BigQuery Execute

This Snap allows you to execute queries on BigQuery easily leveraging the jobs and query APIs.

Overview

This Snap allows you to execute queries on BigQuery easily leveraging the jobs and query APIs. This Snap works only with single queries. A complete list of supported queries as well as examples are documented here: https://cloud.google.com/bigquery/query-reference.

  • Expected upstream Snaps: [None]
  • Expected downstream Snaps: The Snap will output one document for every record retrieved, hence any document processing Snap can be used downstream. Mapper or any other application where the data returned from the query needs to be written to are examples.
  • Expected input: [None]
  • Expected output: Document for each record retrieved. Special types such as TIMESTAMP, TIME are converted into SnapLogic internal date type representations which then can be consumed by downstream Snaps just like any other data type.
Important:

Snaps in Google BigQuery Snap Pack

  • Write datetime values to the database tables, always in UTC format.
  • Convert any non-UTC values in the incoming data to UTC before writing them.
  • Consider datetime values without the time zone mentioned, as in UTC.
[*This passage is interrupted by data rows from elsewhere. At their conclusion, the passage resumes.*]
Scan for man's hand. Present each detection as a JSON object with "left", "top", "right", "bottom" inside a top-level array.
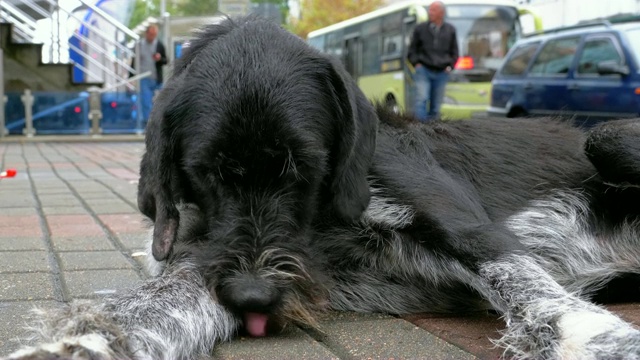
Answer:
[{"left": 153, "top": 53, "right": 161, "bottom": 62}]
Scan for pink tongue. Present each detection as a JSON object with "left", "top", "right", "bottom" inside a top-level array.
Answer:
[{"left": 244, "top": 312, "right": 269, "bottom": 337}]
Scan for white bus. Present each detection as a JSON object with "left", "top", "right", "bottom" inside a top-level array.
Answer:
[{"left": 307, "top": 0, "right": 542, "bottom": 118}]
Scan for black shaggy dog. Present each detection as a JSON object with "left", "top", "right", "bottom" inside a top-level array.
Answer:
[{"left": 5, "top": 16, "right": 640, "bottom": 360}]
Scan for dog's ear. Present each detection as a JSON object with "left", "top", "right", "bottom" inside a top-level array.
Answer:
[
  {"left": 137, "top": 92, "right": 182, "bottom": 261},
  {"left": 324, "top": 57, "right": 379, "bottom": 222}
]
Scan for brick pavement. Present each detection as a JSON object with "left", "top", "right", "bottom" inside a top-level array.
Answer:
[{"left": 0, "top": 140, "right": 639, "bottom": 360}]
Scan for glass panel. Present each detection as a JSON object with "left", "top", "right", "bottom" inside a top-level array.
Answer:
[
  {"left": 308, "top": 35, "right": 325, "bottom": 51},
  {"left": 101, "top": 92, "right": 142, "bottom": 134},
  {"left": 577, "top": 37, "right": 623, "bottom": 75},
  {"left": 5, "top": 92, "right": 25, "bottom": 135},
  {"left": 33, "top": 92, "right": 90, "bottom": 134},
  {"left": 500, "top": 42, "right": 540, "bottom": 75},
  {"left": 362, "top": 35, "right": 380, "bottom": 76},
  {"left": 529, "top": 36, "right": 580, "bottom": 76},
  {"left": 445, "top": 5, "right": 520, "bottom": 82},
  {"left": 5, "top": 92, "right": 90, "bottom": 135},
  {"left": 624, "top": 28, "right": 640, "bottom": 70},
  {"left": 4, "top": 91, "right": 143, "bottom": 135}
]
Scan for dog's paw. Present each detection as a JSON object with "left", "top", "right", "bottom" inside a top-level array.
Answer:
[
  {"left": 557, "top": 311, "right": 640, "bottom": 360},
  {"left": 4, "top": 334, "right": 117, "bottom": 360}
]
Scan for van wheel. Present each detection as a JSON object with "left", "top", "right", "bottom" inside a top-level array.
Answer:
[
  {"left": 508, "top": 108, "right": 527, "bottom": 118},
  {"left": 385, "top": 96, "right": 400, "bottom": 114}
]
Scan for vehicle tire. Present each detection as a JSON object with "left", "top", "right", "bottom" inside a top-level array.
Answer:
[
  {"left": 385, "top": 96, "right": 400, "bottom": 114},
  {"left": 507, "top": 107, "right": 527, "bottom": 118}
]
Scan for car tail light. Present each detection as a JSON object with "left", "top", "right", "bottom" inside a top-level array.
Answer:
[{"left": 455, "top": 56, "right": 474, "bottom": 70}]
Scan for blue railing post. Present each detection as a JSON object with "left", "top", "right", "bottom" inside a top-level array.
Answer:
[
  {"left": 0, "top": 48, "right": 4, "bottom": 138},
  {"left": 88, "top": 86, "right": 103, "bottom": 136},
  {"left": 21, "top": 89, "right": 35, "bottom": 137}
]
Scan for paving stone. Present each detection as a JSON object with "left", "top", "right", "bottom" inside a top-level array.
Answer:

So, ensure that you include the time zone in all the datetime values that you load into Google BigQuery tables using this Snap.

For example: "2020-08-29T18:38:07.370 America/Los_Angeles", "2020-09-11T10:05:14.000-07:00", "2020-09-11T17:05:14.000Z"

Prerequisites

[None]

Known Issues

Google BigQuery does not support very large exponential values—larger than EXP(700). So, while displaying values of such high exponential order in the validation preview, this Snap routes to the error view, and displays the following error:

"Data conversion failed for field f0_(FLOAT) of value Infinity."

The Snap also displays empty output in the preview, which is not expected.

Supported Accounts

This Snap uses account references created on the Accounts page of SnapLogic Manager to handle access to this endpoint. See Configuring Google BigQuery Accounts for information on the type of account to use.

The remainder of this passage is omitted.